В этот же день в половине третьего ван Гельдер с листком в руках явился к Тэлботу на мостик «Ариадны»:

– Радиограмма из Ираклиона, сэр. «Фантом» греческих ВВС обнаружил водолазное судно «Таормина» менее чем через десять минут после взлета. Оно находилось к востоку от острова Авго, который, как мне сообщает карта, лежит примерно в сорока милях к северо-востоку от Ираклиона. Очень удобное расположение для прорыва через пролив Касос.

– В каком направлении двигалось судно?

– Ни в каком. Греческий пилот не стал задерживаться, чтобы не вызвать подозрения, но он сообщил, что «Таормина» встала на якорь.

– Притаилась. Притаилась, но зачем? Кстати, о скрытности: что там поделывает Джимми?

– В последний раз мы его видели, когда он таился вместе с двумя юными леди в кают-компании. Три «А» разошлись по своим каютам, предположительно, до второй половины дня. Девушки сообщают, что их поведение едва заметно изменилось. Они перестали обсуждать затруднительное положение, в котором оказались. Точнее, они перестали обсуждать что-либо вообще. Они выглядят необычайно спокойными, расслабленными и ничем не обеспокоенными, а это может означать, что они либо философски смирились с тем, что уготовила им судьба, либо же наметили себе какой-то план действий, хотя в чем он состоит, я даже представить не могу.

– Каковы ваши предположения, Винсент?

– Ставлю на план действий. Я знаю, что это всего лишь слабая догадка, но вполне возможно, что они решили отдохнуть днем потому, что не рассчитывают отдыхать ночью.

– У меня странное ощущение, что нам тоже не суждено отдохнуть сегодня ночью.

– Ага! Приступ ясновидения, сэр? Ваша несуществующая шотландская кровь требует признания.

– Когда она потребует больше, я дам вам знать. Меня по-прежнему беспокоит исчезновение Дженкинса.

Зазвонил телефон, и Тэлбот поднял трубку:

– Сообщение для адмирала из Пентагона? Несите его сюда.

Тэлбот повесил трубку и посмотрел через лобовое стекло мостика. Чтобы защитить «Ангелину» от резких порывов эвра, поднимающих четырехфутовые волны, ее поместили в безопасное место со спокойной водой между носом «Ариадны» и кормой «Килхаррана».

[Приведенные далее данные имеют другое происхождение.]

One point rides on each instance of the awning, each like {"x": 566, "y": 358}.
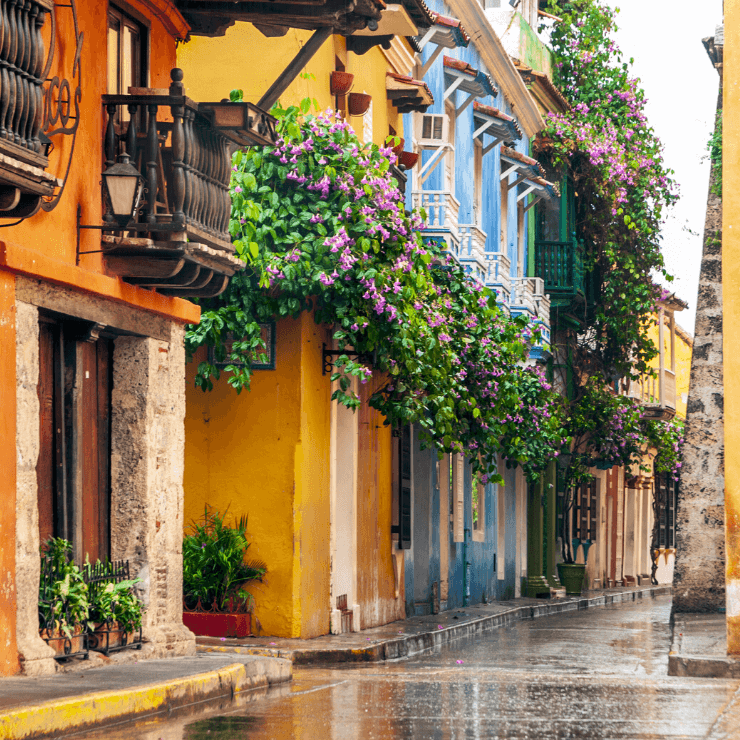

– Кстати, о Пентагоне. Всего лишь час назад мы сообщили им, что ожидаем полной выгрузки водородных ракет к ночи. И что мы имеем? Ветер силой в шесть баллов и фюзеляж самолета, ушедший на целый кабельтов к северо-западу. Теперь один Бог ведает, когда мы справимся с разгрузкой. Как вы думаете, стоит об этом докладывать?

– Не стоит, сэр. Президент Соединенных Штатов намного старше нас, и те жизнерадостные сообщения, которые он получает в последнее время с борта «Ариадны», не идут на пользу его сердцу.